Mr Stride, a Rishi Sunak supporter, told LBC: “At the moment the Liz camp are saying I believe that there will not be any OBR forecast produced at that time and that is kind of like flying blind.
“It means that you do all these dramatic things on tax etcetera but you don’t actually know what the independent forecaster believes the impact will be on the public finances and I think that is quite a serious situation were that to come about.”
Asked if OBR scrutiny would be bureaucratic in a time of crisis, Mr Stride said: “No. We are asking for transparency and reassurance that whatever whoever wins this contest comes forward with is affordable and not reckless.”
Mr Sunak’s attacks on his opponent’s tax-cutting plans come as the race to succeed Boris Johnson enters its final fortnight.
The former chancellor’s campaign called on Ms Truss to “come clean”, and claimed her plans to borrow in order to fund tax cuts were “dangerous”.
Ms Truss has argued that tax cuts will help to grow the UK’s economy and boost prosperity.
A Truss campaign spokesman said: “The cost-of-living crisis means immediate action is required.

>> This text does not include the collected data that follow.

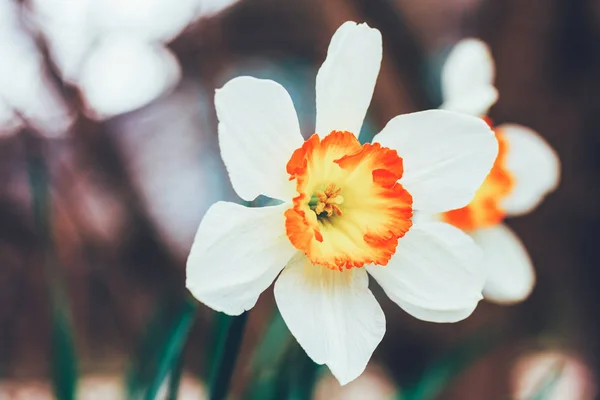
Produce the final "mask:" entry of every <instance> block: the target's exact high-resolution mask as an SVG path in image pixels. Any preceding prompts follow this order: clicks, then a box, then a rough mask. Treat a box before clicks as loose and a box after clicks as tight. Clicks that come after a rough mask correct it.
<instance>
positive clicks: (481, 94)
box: [441, 39, 498, 116]
mask: <svg viewBox="0 0 600 400" xmlns="http://www.w3.org/2000/svg"><path fill="white" fill-rule="evenodd" d="M494 69H495V67H494V60H493V59H492V54H491V53H490V50H489V48H488V46H487V45H486V44H485V43H484V42H482V41H480V40H477V39H464V40H461V41H460V42H459V43H458V44H457V45H456V46H454V49H452V52H451V53H450V54H449V55H448V59H447V60H446V63H445V64H444V68H443V69H442V96H443V98H444V104H442V106H441V108H443V109H445V110H451V111H456V112H462V113H466V114H471V115H479V116H483V115H485V114H487V112H488V110H489V109H490V107H491V106H492V105H493V104H494V103H495V102H496V100H498V90H496V87H495V86H494V77H495V71H494Z"/></svg>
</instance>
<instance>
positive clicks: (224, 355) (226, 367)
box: [209, 312, 248, 400]
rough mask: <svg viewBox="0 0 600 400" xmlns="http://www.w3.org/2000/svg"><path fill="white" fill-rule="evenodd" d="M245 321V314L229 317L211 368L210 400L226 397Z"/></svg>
mask: <svg viewBox="0 0 600 400" xmlns="http://www.w3.org/2000/svg"><path fill="white" fill-rule="evenodd" d="M247 321H248V313H247V312H245V313H243V314H242V315H240V316H237V317H229V324H228V325H229V326H228V328H227V331H226V333H225V335H222V336H221V337H220V340H219V343H218V346H217V352H216V355H215V358H214V363H213V366H212V368H211V379H210V385H209V393H210V395H209V399H210V400H223V399H225V396H227V391H228V390H229V382H230V381H231V376H232V375H233V369H234V367H235V363H236V361H237V356H238V353H239V350H240V347H241V345H242V338H243V337H244V330H245V328H246V323H247Z"/></svg>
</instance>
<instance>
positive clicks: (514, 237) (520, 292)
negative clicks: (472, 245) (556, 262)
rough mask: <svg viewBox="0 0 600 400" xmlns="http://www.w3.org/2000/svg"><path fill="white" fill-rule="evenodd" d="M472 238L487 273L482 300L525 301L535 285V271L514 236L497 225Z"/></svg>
mask: <svg viewBox="0 0 600 400" xmlns="http://www.w3.org/2000/svg"><path fill="white" fill-rule="evenodd" d="M471 237H472V238H473V240H475V243H477V244H478V245H479V247H480V248H481V249H482V250H483V264H484V266H485V269H486V270H487V281H486V283H485V288H484V289H483V295H484V297H485V298H486V299H487V300H491V301H494V302H497V303H515V302H518V301H522V300H524V299H525V298H527V296H529V294H530V293H531V291H532V290H533V285H534V284H535V271H534V270H533V265H532V264H531V259H530V258H529V256H528V255H527V251H526V250H525V247H524V246H523V244H522V243H521V241H520V240H519V238H518V237H517V235H515V234H514V232H513V231H511V230H510V229H509V228H508V227H507V226H506V225H503V224H499V225H497V226H494V227H492V228H487V229H478V230H476V231H474V232H472V233H471Z"/></svg>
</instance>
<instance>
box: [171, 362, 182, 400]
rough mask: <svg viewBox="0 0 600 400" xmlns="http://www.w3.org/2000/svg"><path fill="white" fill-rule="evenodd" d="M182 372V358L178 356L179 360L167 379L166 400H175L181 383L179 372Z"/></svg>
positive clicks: (173, 367)
mask: <svg viewBox="0 0 600 400" xmlns="http://www.w3.org/2000/svg"><path fill="white" fill-rule="evenodd" d="M182 370H183V357H182V354H179V359H178V360H177V362H176V363H175V365H174V366H173V369H172V370H171V376H170V378H169V392H168V394H167V400H177V393H179V383H180V382H181V372H182Z"/></svg>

“A Truss government would seek to act as soon as possible to help people across the UK, by cutting taxes and introducing a temporary moratorium on energy levies.”
The OBR usually requires 10 weeks to carry out an analysis of Government economic proposals, such as the Budget or Spring Statement.
Under this timeline, an OBR forecast of the emergency budget may not be possible until November.
Senior Tories have criticised the Foreign Secretary’s economic plans, with former minister Michael Gove accusing her in a Times article of taking a “holiday from reality”.
As both Ms Truss and Mr Sunak have come under increasing pressure to deal with rising costs, she has signalled she could help firms and households with soaring energy bills with direct support this winter.
An energy company boss called on the Conservatives to end the leadership contest early to address rising bills.
Bill Bullen, chief executive of Utilita, told BBC Radio 4’s Today programme: “All through the summer, we’ve been hearing about customers in distress, customers who are worried that they’re not able to heat their homes over this coming winter.
“That’s why we’re saying to the Government, you’ve got to take this decision to freeze prices at their current level right now.
“This cannot wait until the 5th or 6th of September. The Conservative Party needs to sort themselves out, decide who the leader is going to be this week, so that the Ofgem announcement on the 26th doesn’t have to happen.”
Energy regulator Ofgem is set to announce the latest price cap on Friday, with predictions it could rise from £1,971 to around £3,600.